I recall that sometime last year Harlequin/Mills and Boon ran a Twitter survey asking reader preferences for hair or no hair and I would like to think that the current changes are a reflection of the responses that they received.

And, for what it’s worth, I’d love to see more black haired, blue eyed heroes wearing a suit with their shirt opened only slightly at the neck.

Procrastireading

Procrastiread / prô’kræstairid/ verb (procrastiread, procrastireading) – 1. to delay finishing a book: I procrastiread my last book for three days. 2. purposely reading slowly so as to not reach the end of a book: the reader was procrastireading because of an emotional connection with the characters of a book in such a deep-felt way that to end the book would result in severing the relationship. [Latin]  – procrastireader, n.

Have you ever found yourself reading a book whose characters endear you, become your friends, become your soulmates and envelop you into their lives to the point that soon you realise that you are half way through your book? And with every page you are getting closer to the end of your relationship with these people. Sure, you are the passive person in this relationship where all others are walking, talking and interacting with each other yet ignoring you. But you are the one who is setting the pace, you are the one that decides when the next words in their story will be read. You are the one that can evoke a procrastiread.

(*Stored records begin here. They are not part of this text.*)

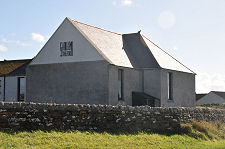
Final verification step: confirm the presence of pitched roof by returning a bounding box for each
[0,59,31,76]
[67,18,194,73]
[212,91,225,100]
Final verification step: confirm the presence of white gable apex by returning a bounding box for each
[30,18,105,65]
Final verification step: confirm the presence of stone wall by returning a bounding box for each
[0,102,225,132]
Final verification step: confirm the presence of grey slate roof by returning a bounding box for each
[212,91,225,100]
[67,18,195,74]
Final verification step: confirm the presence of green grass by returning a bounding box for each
[0,122,225,149]
[197,103,225,109]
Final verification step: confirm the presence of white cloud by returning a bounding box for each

The other day, on Twitter, I took part in a short exchange where @stephjhodgson tweeted that she was stretching the ending of the Stieg Larsson series, @Wateryone asked me if there was a word for that.

I couldn’t find an Oxford Dictionary word or definition for this behaviour . But now, there is a word that we can all use – procrastireading/procrastiread

Over the years there have been few books that I have procrastiread. For the most part, if I am enjoying a book, I need to finish it quickly. I fly through it. I stay up until 3 or 4 in the morning with my obsessive need to know how it finishes despite the fact that I read the ending before I started the book and despite the fact that I will be a mess at work that day. But once in a while I am captured. I am enchanted by every word and phrase. I am lost within the book and I just don’t want it to finish. So I stretch out my reading experience over a number of days.

My most memorable procrastiread has been Bet Me by Jennifer Crusie. Not only are the main characters Cal and Min perfectly matched with their sharp banter from the beginning of the story but their friends also became my friends. I felt captured by them. I was engaged and amused by the narrative and the dialogue. I was invested in these people and as I felt the thickness of the book’s pages in my right hand lessen, I realised that I no longer would have these wonderful friends with me. They would cease to exist. But not if I read only sections at a time. Slowly, savouring each exchange and every nuance. And once I came to the end of the story, I was thankful to Jennifer Crusie who gave me a snapshot epilogue of “Where are they now” for each wonderful character.

I really do miss them.

Have you ever found yourself procrastireading?